Building an interpretable machine learning model to predict loan approval outcomes and identify the key factors driving lending decisions.
Using Logistic Regression, I built a loan approval prediction model, using various stock & engineered features, which achieved an accuracy score of 75.7. My feature analysis revealed that Credit History is the most influential feature in loan approval decisions, while income-related features had surprisingly minimal impact.
Banks often process large amounts of loan applications daily, requiring quick yet accurate decisions that balance risk management with customer service. Understanding which factors truly drive approval decisions helps optimize business processes and aid applicants in submitting stronger applications.
Goal: Can I build a logistic regression model that accurately predicts loan approval outcomes while revealing which applicant characteristics have the most impact to lenders?

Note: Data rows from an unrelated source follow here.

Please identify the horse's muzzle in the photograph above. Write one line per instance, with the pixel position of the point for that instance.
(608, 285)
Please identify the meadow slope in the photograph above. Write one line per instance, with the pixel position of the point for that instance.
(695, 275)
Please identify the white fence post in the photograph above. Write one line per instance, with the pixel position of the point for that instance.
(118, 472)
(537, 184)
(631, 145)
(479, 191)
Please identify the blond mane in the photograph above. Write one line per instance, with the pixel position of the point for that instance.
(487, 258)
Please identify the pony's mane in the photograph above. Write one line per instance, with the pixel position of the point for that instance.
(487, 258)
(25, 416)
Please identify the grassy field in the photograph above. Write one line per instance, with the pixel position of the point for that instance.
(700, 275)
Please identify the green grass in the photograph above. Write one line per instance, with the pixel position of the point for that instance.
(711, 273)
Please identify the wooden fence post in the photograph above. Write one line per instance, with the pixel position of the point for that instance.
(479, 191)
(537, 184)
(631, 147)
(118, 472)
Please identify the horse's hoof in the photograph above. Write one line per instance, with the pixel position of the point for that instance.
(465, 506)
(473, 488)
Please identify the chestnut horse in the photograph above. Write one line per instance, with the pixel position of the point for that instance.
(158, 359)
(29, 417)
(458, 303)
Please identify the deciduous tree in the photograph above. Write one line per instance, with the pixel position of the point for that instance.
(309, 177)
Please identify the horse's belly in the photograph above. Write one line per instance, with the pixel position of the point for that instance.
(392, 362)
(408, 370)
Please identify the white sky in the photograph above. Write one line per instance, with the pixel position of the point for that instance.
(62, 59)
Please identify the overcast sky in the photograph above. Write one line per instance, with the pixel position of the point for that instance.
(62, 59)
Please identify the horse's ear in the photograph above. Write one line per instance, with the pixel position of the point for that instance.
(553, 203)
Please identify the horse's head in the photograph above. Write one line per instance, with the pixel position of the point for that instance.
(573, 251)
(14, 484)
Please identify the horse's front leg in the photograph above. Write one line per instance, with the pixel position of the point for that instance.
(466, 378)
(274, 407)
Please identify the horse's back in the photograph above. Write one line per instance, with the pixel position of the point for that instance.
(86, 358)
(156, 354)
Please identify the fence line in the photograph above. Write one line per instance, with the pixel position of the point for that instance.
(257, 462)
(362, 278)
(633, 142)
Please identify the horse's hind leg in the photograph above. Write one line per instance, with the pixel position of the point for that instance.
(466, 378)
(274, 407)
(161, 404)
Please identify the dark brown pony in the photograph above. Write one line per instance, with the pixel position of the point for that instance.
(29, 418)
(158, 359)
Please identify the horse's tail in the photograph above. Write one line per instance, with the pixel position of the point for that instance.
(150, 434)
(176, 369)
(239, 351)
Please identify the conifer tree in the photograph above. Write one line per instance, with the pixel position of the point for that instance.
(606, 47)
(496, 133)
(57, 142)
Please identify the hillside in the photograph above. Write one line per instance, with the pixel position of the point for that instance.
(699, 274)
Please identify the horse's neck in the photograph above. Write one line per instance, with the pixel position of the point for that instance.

I selected Logistic Regression because interpretability was key to solving the business problem. Users not only want to know if their loan is rejected, but why it was rejected. This is something a 'black-box' model like XGBoost or random forest could not provide.
With SHAP values 3-4x larger than any other feature, credit history overwhelmingly determines if the loan is approved or not. Applicants with positive credit history see approval rates dramatically higher than those without.
At the start of this project, one of my pre-conceptions with loans would be the importance of income. However, income-related features showed minimal SHAP importance. The model suggests lenders weight repayment track record far above current earnings.
The model correctly predicted 140 of 185 test cases (28 true negatives, 112 true positives), with particularly strong recall (85%) for approved loans. The 25 false positives indicate conservative tendencies in borderline cases.
Recommendation: Financial institutions should prioritise credit history above all else, as it's the primary driver of loan decisions. Applicants should be clearly informed that building a strong credit history matters more than income when applying for loans. For model deployment, the false positive rate suggests adding a manual review step for predicted approvals where other predictive features are weaker.
This project reinforced the value of explainable AI in high-stakes domains. While a XGBoost or random forest model might have achieved 80%+ accuracy, the SHAP-based insights into lending behavior are more valuable to the business requirements, than those few extra percentage points.
If I revisited this analysis, I would trial different models before settling on Logistic Regression, and explore more feature engineering, as the features I created didn't meaningfully improve the models accuracy. I'd also review the predictions to ensure any biases embedded in credit history data don't disproportionately affect certain demographics, such as gender or age.